His campaign says donations don’t buy special attention.

“Congressman Curtis is so accessible and responsive to his constituents that there’s basically nothing he can offer a donor that he isn’t already doing for everyone he represents. He takes time for everybody,” said his spokeswoman Adrielle Herring.

“Typical political fundraising models offer donors some kind of exclusive access. But Congressman Curtis shouted his personal cell number over the microphone to thousands of state delegates at the nominating convention. A donor can’t get better access than that.”

Herring added that Curtis won’t take donations when he believes there will be an “implied obligation.”

Romney's office, too, stressed that the senator can't be bought.
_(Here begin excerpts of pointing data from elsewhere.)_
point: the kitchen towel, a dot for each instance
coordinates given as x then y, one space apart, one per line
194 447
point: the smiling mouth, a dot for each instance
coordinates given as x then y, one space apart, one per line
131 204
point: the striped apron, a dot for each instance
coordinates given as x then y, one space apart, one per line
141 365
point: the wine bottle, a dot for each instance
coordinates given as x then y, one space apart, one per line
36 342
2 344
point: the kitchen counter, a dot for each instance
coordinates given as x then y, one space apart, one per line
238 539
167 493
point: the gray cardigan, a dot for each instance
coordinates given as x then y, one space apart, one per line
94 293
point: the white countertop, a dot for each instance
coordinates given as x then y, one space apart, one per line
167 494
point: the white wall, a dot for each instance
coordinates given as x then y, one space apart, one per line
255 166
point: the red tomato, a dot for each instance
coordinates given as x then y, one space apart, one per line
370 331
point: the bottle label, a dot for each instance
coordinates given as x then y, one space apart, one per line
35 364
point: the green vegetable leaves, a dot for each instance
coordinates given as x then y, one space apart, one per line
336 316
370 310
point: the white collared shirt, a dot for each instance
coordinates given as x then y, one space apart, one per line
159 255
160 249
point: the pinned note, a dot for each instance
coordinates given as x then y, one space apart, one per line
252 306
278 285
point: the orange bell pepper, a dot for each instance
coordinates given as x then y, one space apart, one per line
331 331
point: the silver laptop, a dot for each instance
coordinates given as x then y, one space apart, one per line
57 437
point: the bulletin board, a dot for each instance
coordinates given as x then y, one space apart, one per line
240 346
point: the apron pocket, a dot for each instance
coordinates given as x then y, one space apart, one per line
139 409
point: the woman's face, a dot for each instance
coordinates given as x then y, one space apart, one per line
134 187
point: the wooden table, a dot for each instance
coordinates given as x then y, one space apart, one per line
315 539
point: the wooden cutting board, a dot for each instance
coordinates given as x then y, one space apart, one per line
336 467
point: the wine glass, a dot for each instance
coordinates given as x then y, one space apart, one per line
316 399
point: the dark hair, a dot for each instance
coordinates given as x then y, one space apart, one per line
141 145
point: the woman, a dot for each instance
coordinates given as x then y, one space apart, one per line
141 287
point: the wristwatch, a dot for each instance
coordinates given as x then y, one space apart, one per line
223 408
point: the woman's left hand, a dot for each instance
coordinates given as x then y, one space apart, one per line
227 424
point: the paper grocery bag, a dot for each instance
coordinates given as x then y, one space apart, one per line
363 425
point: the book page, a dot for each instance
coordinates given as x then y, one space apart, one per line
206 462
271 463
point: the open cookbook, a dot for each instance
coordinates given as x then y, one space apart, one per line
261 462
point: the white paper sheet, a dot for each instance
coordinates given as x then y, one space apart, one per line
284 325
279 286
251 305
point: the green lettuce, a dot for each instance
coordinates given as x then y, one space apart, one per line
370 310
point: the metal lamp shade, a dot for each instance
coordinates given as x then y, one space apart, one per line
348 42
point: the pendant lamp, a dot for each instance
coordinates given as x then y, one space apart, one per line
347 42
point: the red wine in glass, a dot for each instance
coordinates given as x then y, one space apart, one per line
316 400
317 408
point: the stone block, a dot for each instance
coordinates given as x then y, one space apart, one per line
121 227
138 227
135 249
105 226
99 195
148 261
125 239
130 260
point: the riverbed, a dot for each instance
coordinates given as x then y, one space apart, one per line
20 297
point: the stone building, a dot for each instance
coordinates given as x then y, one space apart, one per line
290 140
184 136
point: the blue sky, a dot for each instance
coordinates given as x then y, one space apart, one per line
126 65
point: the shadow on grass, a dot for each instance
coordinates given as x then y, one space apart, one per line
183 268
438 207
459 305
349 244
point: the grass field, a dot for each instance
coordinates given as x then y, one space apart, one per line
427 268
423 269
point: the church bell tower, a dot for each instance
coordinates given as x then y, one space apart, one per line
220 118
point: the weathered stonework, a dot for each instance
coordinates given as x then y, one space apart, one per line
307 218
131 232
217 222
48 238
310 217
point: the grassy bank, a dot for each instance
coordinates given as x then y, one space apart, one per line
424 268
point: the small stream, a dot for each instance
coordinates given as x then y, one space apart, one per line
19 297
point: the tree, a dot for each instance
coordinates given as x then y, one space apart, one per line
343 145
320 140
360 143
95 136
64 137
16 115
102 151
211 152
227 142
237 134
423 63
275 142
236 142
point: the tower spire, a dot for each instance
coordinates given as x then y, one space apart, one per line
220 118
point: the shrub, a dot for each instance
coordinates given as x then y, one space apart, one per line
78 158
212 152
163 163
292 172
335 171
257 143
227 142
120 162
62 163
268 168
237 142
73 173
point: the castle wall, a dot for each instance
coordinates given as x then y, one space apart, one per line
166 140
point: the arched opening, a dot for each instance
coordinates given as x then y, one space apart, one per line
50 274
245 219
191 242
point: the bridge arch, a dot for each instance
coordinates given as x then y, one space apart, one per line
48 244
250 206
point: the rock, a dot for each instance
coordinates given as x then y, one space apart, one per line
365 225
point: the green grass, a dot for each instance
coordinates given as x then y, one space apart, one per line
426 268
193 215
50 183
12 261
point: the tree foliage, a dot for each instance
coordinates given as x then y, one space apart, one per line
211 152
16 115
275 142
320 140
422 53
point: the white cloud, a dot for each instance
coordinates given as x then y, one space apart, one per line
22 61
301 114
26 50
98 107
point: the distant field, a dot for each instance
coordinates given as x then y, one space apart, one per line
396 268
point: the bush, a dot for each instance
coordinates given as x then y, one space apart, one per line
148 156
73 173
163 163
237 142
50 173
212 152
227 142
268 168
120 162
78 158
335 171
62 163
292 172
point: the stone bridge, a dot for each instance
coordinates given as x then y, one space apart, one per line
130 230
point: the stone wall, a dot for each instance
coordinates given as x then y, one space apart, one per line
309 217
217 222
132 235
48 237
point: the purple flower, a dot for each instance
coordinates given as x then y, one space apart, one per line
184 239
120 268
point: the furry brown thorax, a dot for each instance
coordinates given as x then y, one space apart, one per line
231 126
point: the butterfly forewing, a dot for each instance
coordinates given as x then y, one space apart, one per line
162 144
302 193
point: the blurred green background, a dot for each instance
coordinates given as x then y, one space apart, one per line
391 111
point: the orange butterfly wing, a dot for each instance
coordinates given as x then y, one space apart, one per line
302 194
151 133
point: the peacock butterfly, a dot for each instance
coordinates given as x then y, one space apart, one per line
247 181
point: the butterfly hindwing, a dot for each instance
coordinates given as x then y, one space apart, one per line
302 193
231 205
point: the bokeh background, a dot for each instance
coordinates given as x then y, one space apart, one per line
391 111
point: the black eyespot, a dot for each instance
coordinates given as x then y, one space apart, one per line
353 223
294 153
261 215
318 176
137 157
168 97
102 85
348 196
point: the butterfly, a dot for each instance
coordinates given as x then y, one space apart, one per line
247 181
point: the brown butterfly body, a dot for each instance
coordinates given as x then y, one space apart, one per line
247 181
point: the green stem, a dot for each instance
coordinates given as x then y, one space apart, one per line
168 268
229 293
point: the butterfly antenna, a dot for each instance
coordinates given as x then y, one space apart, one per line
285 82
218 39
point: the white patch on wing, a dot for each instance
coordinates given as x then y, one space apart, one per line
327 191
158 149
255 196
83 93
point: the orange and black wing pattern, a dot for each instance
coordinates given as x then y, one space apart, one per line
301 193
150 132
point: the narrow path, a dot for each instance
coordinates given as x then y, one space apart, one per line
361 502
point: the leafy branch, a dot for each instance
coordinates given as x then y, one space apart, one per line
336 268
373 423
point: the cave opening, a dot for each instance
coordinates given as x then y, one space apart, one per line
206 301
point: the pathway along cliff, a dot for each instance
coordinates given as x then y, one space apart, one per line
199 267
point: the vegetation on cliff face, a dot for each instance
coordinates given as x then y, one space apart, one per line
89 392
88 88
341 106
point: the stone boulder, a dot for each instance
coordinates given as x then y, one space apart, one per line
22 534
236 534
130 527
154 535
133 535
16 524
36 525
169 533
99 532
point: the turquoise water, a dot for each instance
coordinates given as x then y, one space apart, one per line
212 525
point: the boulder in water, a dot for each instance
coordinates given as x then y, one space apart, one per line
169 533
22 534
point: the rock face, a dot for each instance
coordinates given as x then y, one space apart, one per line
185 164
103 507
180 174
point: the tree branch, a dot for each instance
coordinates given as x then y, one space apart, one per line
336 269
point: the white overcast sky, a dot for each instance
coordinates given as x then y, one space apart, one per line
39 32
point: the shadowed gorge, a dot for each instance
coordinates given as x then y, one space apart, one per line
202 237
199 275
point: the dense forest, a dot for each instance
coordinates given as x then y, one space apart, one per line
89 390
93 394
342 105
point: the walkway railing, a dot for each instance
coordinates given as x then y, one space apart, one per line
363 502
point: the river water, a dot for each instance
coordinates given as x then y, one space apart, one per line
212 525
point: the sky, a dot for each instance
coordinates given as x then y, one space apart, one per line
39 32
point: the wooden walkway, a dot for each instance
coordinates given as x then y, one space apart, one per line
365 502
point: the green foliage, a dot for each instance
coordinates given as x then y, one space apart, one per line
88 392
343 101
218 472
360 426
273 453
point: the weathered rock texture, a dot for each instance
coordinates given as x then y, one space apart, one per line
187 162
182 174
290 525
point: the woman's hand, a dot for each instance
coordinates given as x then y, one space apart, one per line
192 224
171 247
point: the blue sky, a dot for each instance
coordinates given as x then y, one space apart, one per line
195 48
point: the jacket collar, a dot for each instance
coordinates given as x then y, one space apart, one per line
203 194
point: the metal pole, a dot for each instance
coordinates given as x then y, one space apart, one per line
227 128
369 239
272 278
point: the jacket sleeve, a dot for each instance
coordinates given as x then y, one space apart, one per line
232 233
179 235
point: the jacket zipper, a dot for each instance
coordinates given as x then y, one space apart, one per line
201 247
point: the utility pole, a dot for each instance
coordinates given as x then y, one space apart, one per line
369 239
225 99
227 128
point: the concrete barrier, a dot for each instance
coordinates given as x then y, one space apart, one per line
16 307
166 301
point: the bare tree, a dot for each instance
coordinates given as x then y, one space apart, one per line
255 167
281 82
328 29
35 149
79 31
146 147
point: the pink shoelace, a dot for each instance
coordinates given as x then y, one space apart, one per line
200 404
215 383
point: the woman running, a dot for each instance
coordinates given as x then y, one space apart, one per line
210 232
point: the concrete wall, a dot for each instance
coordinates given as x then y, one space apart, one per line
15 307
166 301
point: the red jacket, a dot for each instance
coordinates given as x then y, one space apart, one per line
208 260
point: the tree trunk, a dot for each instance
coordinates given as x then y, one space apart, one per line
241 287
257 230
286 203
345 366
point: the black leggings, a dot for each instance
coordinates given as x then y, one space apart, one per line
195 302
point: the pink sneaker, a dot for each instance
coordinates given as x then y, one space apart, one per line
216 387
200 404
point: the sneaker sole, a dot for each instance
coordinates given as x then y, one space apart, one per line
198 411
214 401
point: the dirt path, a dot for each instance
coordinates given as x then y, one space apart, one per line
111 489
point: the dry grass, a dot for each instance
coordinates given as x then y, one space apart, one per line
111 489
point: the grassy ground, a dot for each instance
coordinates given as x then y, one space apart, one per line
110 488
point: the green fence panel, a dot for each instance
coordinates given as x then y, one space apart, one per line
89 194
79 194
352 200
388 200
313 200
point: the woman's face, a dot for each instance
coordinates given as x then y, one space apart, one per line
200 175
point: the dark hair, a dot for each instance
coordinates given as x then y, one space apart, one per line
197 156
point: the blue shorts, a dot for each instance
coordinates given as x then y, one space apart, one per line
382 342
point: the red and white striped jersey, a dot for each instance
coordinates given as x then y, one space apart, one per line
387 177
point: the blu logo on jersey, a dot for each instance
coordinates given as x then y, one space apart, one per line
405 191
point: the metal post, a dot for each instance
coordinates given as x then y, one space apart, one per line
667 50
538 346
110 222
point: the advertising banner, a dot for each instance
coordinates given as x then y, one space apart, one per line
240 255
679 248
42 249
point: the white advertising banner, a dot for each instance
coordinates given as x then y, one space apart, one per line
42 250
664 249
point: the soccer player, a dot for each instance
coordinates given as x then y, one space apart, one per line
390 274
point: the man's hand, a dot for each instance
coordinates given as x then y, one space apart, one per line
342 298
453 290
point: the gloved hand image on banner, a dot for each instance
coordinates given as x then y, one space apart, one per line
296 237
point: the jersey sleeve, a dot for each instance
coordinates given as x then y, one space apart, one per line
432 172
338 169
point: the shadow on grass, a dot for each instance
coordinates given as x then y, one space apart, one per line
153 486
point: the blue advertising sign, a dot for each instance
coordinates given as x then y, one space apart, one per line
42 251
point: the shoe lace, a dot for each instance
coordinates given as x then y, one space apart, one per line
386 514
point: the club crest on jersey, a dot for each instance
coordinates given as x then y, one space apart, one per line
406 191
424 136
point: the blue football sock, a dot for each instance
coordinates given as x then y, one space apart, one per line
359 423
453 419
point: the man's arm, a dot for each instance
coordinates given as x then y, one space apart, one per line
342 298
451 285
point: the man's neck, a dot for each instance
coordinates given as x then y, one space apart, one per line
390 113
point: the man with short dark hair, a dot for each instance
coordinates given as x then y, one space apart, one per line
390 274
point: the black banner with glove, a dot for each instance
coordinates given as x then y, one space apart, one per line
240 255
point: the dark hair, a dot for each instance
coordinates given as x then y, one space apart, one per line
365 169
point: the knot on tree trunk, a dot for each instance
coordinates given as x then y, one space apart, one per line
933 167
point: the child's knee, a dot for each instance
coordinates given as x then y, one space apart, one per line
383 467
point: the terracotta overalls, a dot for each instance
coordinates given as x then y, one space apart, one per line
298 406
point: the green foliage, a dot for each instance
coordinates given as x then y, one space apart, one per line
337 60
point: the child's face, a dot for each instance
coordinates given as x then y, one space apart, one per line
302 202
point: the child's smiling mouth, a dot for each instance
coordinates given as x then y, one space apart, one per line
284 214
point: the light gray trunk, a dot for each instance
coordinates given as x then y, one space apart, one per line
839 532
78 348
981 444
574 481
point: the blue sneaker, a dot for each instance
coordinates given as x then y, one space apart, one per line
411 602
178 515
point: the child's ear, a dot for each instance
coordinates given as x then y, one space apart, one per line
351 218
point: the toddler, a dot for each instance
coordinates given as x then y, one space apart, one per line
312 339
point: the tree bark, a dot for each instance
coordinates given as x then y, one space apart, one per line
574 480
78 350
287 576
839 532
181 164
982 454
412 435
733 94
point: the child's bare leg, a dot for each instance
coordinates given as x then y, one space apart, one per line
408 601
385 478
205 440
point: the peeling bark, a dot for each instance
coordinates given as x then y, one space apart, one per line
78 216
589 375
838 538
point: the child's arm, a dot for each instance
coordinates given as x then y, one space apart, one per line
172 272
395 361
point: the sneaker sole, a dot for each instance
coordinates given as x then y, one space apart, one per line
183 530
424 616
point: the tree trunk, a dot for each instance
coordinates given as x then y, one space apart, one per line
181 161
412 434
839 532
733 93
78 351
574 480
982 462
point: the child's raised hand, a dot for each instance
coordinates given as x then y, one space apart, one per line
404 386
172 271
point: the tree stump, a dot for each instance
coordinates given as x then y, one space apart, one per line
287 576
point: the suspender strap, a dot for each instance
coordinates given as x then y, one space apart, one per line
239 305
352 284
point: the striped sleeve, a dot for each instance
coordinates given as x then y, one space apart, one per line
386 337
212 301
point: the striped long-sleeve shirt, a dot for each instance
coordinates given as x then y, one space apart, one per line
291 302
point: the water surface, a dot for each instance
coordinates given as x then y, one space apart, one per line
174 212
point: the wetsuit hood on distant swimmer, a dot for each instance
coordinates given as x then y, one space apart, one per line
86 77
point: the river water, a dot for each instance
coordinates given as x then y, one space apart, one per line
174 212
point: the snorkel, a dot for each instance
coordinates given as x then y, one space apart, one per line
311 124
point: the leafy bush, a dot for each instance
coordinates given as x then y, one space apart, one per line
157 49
"Senator Romney listens to the people of Utah, and he makes policy decisions based on what he believes is best for Utah and for the nation,” said spokeswoman Arielle Mueller.

Bishop's campaign didn't respond to a request for comment on this story.

The Utah Republican has been a steadfast defender of the oil and gas industry, which is his biggest campaign base. From urging cuts to the Bears Ears and Grand Staircase-Escalante national monuments to pushing for rollbacks of regulations that would help mineral developers, the congressman is likely the most visible member of Congress helping to open up public lands to drilling and mining.

Bishop was the keynote speaker this month at the Utah Mining Association’s annual conference and was presented the General Patrick E. Connor Award, “given annually to an individual who has provided distinguished service to Utah’s mining industry.”

Evolution of campaign donors

At America’s birth, the founders were less concerned about donors controlling elected officials than about candidates buying votes.

“George Washington could throw an amazing kegger,” said Kirk Jowers, the former head of the U.'s Hinckley Institute of Politics and a co-founder of the Campaign Legal Center in Washington.

Washington, Jowers said, would invite potential voters over for drinks. Other candidates followed suit.

Some contenders bribed voters outright.

In time, the money flowed the other way.

The Rockefellers, the Vanderbilts, the Carnegies all sought special treatment from Washington through loads of cash.

Nowadays, with TV commercials and targeted digital ads, money is often key to a winning campaign.

Jowers, a Republican who has tried and advised on dozens of cases involving campaign finance law and taught a money in politics class at the U., says he doesn’t see a problem with political donations.

“In some ways, I think we need more money in politics because money can help people get more involved, and I believe first and foremost in civic participation,” he said. “But we have too much of the wrong money, meaning it comes from so few sources that it does have very real potential to be corrupting and unduly influential.”

The continuing debate over health care reform is a good example, Jowers said.

There's no question the U.S. health care system needs change but Jowers noted the avalanche of money pouring into Congress' campaign accounts in recent years from trial lawyers and insurance companies.

“That," he said, “essentially makes reforming health care almost impossible.”